Le billet d'Alain Cadéo

Je partage cet échange du matin avec Alain Cadéo suivi de son billet du jour sur nos capacités à dépasser notre écriture instinctive. Ce mot - qui pourrait paraître intime - est en fait une formidable réflexion que tout auteur devrait digérer. Combien de fois n'avons nous eu l'impression de découvrir un livre déjà lu, tant il ressasse une écriture parfois figée dans son succès... À méditer.




Sandrine,

Bonjour à toi, je me permets de t’envoyer ce billet écrit le matin avant notre rencontre. Tu me demandais ce qu’était l’écriture pour moi. J’avais sans doute répondu comme toujours d’une manière quelque peu évasive. Les mots parlés ont rarement la densité des mots pesés, venus se poser sur une feuille ou un écran. Nul n’est jamais tenu de me répondre. Ce sont pensées à emporter comme on lit en secret, à la hâte, une lettre amie. Bonne journée à toi.

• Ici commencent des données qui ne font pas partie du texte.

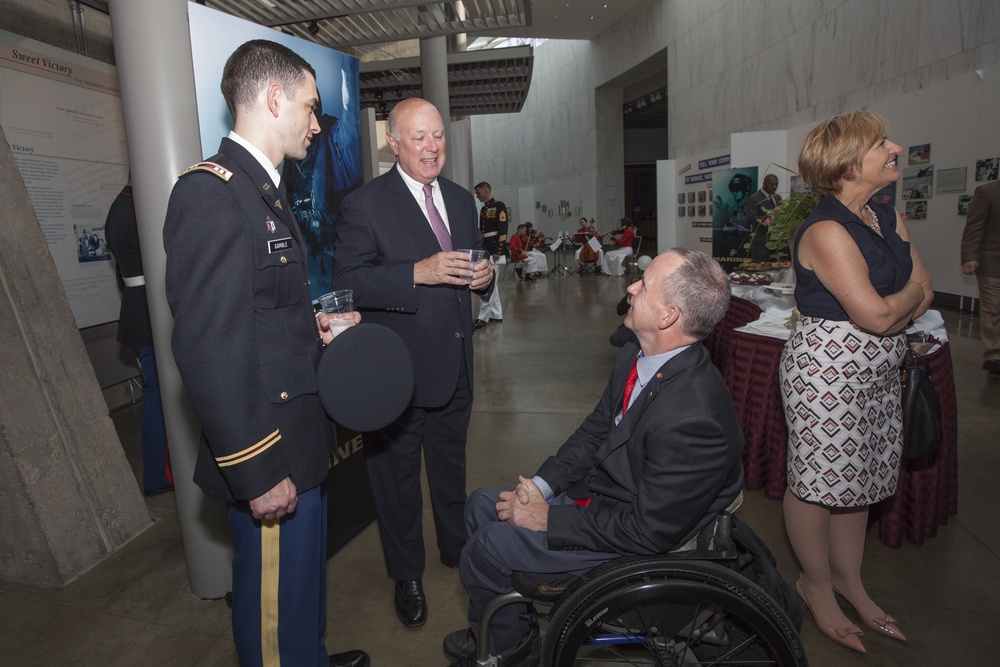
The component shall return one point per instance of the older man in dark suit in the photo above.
(981, 257)
(650, 468)
(395, 247)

C’est vrai que l’on s’enferme vite dans un périmètre de mots, un bien petit troupeau de chèvres familières. Les miens je ne les connais que trop. Ils reviennent en boucle et se contentent de frôler le mur au-delà duquel sommeille un océan. Ils sont donc désuets, inefficaces et lancinants comme de vieux mantras, une prière usée ou un médicament tristement périmé. Comment faut-il les associer, les croiser, avec quoi les greffer afin qu’ils donnent vie à une espèce neuve levant le voile gris de toutes nos limites? D’ailleurs ne dit-on pas qu’on reconnait l’auteur à son style, comme un habit faisant le moine, la chrysalide d’un insecte parti depuis longtemps… Tout auteur qui ressasse, secouant dans son misérable godet les quelques dés dont il dispose, n’est qu’un petit joueur prudent ou un menteur faisant passer son jeu pour une quinte flushe alors qu’il n’a entre les mains que trèfle et bigorneaux. (Pardonnez-moi, je ne sais pas jouer aux cartes et n’ai trouvé que cette image pour illustrer mon triste propos.) Il utilise sans fin les mêmes procédés avec une poignée de mots dont il sait bien tous les effets. Ah c’est vrai que l’on peut dire qu’on le reconnait !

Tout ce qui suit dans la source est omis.